The final pianist in this quartet is Marian Filar. He was born in Warsaw in December 1917 and his burgeoning talent was moulded by Josef Goldberg, director of the Moniuszko School of Music. He studied with Goldberg until he was twelve and, having played a Mozart Concerto aged 12 to great acclaim with the Warsaw Philharmonic – they asked for a repeat performance a few months later – he began studies with Zbigniew Drzewiecki and was soon accepted at the Warsaw Conservatory. During this time he heard many world famous pianists and even had the opportunity to play for Ignaz Friedman, playing Franciszek Brzeziński's Theme and variations op.3, a piece he was to record alongside piano music by Szymanowski. The tragedy and heartache of the second world war is a familiar story when talking of Polish musicians and Filar's experience was no exception; he fled to Lemberg where he continued to study, now with Halina Levitska but after graduating he had to flee Lemberg, arriving in Warsaw where he was put into forced labour. Though he spent time in concentration camps he was fortunate enough to be liberated, good fortune that didn't favour his parents and siblings. He began to give concerts but seemed to have lost confidence in his muse; a fellow pianist recommended he play for Walter Gieseking who was impressed enough that he took Filar as a pupil for five years and helped his career considerably. Despite this he never became a household name and found it hard to fill recital halls though he had played with orchestras of the quality of the Chicago Symphony and Philadelphia. He did tour and played at Carnegie Hall in 1965 but like the other pianists on this set he spent a lot of time teaching; he made two recordings for the obscure Colosseum Record Co. and co-wrote a book about his life from the start of the war entitled From Buchenwald to Carnegie Hall. He died in 2012.

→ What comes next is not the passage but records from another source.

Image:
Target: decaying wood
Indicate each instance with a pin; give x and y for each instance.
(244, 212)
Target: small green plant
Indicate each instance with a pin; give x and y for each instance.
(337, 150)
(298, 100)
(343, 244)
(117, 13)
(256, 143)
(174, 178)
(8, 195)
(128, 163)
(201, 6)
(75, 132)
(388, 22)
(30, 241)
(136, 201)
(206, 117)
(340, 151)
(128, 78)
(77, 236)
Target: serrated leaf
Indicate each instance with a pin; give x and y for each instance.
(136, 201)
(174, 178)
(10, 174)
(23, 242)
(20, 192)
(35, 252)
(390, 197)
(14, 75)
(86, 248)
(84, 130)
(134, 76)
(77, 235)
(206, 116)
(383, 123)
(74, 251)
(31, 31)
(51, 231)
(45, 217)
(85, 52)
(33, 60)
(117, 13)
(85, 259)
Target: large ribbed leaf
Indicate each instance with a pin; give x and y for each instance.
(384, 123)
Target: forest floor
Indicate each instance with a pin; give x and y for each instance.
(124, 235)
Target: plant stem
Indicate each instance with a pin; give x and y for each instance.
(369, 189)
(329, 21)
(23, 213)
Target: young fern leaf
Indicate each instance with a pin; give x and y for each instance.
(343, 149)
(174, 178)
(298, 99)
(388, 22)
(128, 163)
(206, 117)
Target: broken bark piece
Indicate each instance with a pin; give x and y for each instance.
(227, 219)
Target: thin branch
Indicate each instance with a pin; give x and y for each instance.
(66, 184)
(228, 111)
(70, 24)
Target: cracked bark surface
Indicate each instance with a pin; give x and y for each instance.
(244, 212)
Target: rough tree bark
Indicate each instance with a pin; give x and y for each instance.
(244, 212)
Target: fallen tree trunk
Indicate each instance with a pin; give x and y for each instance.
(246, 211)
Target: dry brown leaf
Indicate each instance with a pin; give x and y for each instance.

His Tchaikowsky Concerto dates from 1949, the year before he arrived in the United States. Filar is clearly a pianist of big passions and there is more than a hint in the opening movement that he wants to drive forward a little more quickly than his Frankfurt colleagues want to but not to the detriment of the performance. I love the contrast of moods he brings to the first movement cadenza and his flashes of temperament. Elegant and supple in the second movement he does not treat the central scherzo as a race to the finish that many pianists do and balances it successfully with its outer sections. The finale is solid and exciting without being flamboyant though Filar's technique, as in all this music, is rock solid. Orchestral support is mostly fine though as I say it doesn't always respond to Filar's enthusiasm and the strings are occasionally less than refined.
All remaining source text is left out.